The Fresenius 2008K is indicated for acute and chronic dialysis therapy.

Device Description

The Fresenius 2008K and the Fresenius 3008 proportion concentrate and prepare and deliver deaerated dialysate fluid at the desired conductivity, temperature and specified pressure. The ultrafiltration control method is identical in both the Fresenius 2008K and the Fresenius 3008. which control ultrafiltration during dialysis by withdrawing a defined volume of fluid from the closed dialysate circuit. The primary difference between the Fresenius 2008K and the 3008 is the new user interface.

AI/ML Overview

The provided text is a 510(k) Premarket Notification for the Fresenius 2008K Dialysate Delivery System. This submission focuses on demonstrating substantial equivalence to a predicate device (Fresenius 3008 Dialysate Delivery System) rather than proving performance against specific acceptance criteria for a new type of diagnostic or AI-powered device.

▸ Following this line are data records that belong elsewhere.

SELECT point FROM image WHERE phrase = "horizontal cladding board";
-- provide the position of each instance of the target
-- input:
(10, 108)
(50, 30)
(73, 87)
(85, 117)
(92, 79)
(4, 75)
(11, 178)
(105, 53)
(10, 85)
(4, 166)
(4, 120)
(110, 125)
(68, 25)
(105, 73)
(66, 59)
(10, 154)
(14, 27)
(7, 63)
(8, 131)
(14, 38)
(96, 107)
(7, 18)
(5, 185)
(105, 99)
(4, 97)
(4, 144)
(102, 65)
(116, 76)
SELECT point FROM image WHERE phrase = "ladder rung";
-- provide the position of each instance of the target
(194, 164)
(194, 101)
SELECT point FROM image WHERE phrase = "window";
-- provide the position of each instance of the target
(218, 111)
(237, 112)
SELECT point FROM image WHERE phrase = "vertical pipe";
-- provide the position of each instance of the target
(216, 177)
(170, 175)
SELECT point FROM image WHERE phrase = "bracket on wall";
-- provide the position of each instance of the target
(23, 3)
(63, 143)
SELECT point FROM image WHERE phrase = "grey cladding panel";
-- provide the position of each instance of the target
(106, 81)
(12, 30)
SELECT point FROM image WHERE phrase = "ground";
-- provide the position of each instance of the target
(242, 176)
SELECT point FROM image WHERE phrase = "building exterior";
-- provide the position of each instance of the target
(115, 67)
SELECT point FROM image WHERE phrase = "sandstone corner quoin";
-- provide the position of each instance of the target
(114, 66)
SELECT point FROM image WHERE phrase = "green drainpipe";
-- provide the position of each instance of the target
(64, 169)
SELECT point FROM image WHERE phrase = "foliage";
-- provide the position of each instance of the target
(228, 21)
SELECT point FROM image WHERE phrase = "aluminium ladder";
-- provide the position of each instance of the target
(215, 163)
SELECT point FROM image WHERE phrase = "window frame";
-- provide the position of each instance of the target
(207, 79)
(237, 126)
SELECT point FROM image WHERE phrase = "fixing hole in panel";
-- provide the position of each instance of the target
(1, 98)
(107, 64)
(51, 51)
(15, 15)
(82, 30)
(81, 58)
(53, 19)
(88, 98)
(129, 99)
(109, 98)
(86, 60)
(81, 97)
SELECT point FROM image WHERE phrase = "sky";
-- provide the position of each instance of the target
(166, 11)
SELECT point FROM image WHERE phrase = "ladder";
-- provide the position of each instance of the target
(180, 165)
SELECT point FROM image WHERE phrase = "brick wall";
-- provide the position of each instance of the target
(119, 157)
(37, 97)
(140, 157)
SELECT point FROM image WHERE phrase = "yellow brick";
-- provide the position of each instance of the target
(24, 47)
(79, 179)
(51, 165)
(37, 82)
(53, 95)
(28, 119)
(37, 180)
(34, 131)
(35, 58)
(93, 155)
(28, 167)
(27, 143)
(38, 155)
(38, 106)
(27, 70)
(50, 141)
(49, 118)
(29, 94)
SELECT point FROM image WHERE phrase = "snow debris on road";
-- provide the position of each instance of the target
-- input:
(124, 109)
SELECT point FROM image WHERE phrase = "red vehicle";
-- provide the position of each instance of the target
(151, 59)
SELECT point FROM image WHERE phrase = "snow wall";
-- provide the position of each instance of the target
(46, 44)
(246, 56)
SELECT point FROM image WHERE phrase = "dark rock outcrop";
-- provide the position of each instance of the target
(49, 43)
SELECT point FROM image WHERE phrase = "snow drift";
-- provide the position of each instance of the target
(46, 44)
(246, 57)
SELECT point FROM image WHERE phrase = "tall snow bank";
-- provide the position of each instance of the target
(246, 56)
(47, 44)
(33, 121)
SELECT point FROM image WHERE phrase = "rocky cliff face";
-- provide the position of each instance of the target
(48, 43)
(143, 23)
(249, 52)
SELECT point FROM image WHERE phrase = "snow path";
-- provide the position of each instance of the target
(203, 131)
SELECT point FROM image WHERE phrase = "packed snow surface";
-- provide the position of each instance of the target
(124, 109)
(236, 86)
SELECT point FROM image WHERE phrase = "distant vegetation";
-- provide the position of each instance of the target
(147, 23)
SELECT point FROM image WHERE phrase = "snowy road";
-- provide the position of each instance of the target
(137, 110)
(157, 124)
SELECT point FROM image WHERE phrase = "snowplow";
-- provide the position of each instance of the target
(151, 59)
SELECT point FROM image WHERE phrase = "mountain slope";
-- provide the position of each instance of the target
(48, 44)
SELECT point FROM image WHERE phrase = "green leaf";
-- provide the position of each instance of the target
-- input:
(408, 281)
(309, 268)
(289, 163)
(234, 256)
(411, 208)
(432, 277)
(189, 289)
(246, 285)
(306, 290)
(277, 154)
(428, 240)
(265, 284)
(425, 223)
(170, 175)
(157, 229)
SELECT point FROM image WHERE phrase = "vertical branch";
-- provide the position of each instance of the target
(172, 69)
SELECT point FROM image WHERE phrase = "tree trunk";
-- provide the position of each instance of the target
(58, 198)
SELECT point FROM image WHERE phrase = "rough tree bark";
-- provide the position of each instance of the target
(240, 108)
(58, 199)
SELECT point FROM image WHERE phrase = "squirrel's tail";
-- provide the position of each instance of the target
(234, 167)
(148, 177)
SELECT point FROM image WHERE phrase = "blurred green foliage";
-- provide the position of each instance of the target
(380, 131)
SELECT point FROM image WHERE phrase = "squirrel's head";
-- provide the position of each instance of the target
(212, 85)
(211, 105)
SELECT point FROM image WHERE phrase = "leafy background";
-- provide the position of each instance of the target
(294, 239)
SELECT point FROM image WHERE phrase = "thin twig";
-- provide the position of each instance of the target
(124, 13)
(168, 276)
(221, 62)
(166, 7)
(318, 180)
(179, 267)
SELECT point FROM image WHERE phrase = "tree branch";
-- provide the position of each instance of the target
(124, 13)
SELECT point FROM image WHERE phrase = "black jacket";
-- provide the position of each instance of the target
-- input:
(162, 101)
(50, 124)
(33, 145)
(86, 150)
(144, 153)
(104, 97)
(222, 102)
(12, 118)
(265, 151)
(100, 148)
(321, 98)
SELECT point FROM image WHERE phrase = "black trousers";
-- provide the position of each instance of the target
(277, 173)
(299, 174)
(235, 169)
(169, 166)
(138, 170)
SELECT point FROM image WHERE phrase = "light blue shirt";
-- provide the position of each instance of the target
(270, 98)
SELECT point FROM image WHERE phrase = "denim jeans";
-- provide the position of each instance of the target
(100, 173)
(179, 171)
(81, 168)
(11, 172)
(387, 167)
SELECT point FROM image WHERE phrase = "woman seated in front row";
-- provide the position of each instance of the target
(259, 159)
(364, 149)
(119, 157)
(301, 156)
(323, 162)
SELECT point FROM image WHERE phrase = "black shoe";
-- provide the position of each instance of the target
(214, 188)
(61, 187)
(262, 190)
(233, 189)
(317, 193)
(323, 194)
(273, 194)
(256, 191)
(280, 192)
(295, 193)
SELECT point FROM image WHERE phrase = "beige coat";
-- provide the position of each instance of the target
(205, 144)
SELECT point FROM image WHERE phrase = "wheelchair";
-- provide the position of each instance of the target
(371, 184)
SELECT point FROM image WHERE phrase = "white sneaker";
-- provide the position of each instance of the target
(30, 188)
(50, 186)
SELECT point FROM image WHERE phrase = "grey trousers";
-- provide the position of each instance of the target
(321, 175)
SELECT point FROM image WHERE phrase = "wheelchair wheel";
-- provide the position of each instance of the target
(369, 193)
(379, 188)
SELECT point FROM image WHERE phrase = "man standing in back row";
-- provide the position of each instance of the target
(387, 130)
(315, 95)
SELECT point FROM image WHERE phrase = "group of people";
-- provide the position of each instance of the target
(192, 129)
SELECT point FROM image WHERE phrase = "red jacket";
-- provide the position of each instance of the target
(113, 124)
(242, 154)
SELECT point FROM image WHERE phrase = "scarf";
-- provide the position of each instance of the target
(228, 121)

Therefore, many of the requested categories related to acceptance criteria, study design for performance, ground truth establishment, expert involvement, and AI-specific metrics (like MRMC studies or effect size of AI assistance) are not applicable to this type of regulatory submission.

Here's an analysis based on the available information:

1. A table of acceptance criteria and the reported device performance

  • Not Applicable. This 510(k) submission for the Fresenius 2008K Dialysate Delivery System does not establish new performance acceptance criteria in the way a submission for a novel diagnostic or AI device would. Instead, it aims to demonstrate that its performance is equivalent to an already legally marketed predicate device (Fresenius 3008). The "acceptance criteria" are effectively that the new device performs fundamentally the same and for the same intended use as the predicate.
  • The document states: "The technological characteristics of the Fresenius 2008K are equivalent to those of the Fresenius 3008. Both the Fresenius 2008K and the Fresenius 3008 proportion concentrate and prepare and deliver deaerated dialysate fluid at the desired conductivity, temperature and specified pressure. The ultrafiltration control method is identical in both the Fresenius 2008K and the Fresenius 3008. which control ultrafiltration during dialysis by withdrawing a defined volume of fluid from the closed dialysate circuit."

2. Sample size used for the test set and the data provenance (e.g. country of origin of the data, retrospective or prospective)

  • Not Applicable. There is no mention of a "test set" in the context of clinical data or patient samples as would be used for a diagnostic device. The evaluation relied on "software validation, functional testing, and release testing" of the device itself.
  • The data provenance is industrial testing, not patient data.

3. Number of experts used to establish the ground truth for the test set and the qualifications of those experts (e.g. radiologist with 10 years of experience)

  • Not Applicable. As there is no test set based on clinical cases requiring expert interpretation, no experts were used for this purpose. The device's functionality was evaluated against engineering and design specifications.

4. Adjudication method (e.g. 2+1, 3+1, none) for the test set

  • Not Applicable. No clinical test set or human adjudication process is described.

5. If a multi reader multi case (MRMC) comparative effectiveness study was done, If so, what was the effect size of how much human readers improve with AI vs without AI assistance

  • Not Applicable. This is not an AI-powered device.

6. If a standalone (i.e. algorithm only without human-in-the-loop performance) was done

  • Not Applicable. This is not an AI-powered device. The device operates independently for its intended function (dialysate delivery).

7. The type of ground truth used (expert consensus, pathology, outcomes data, etc)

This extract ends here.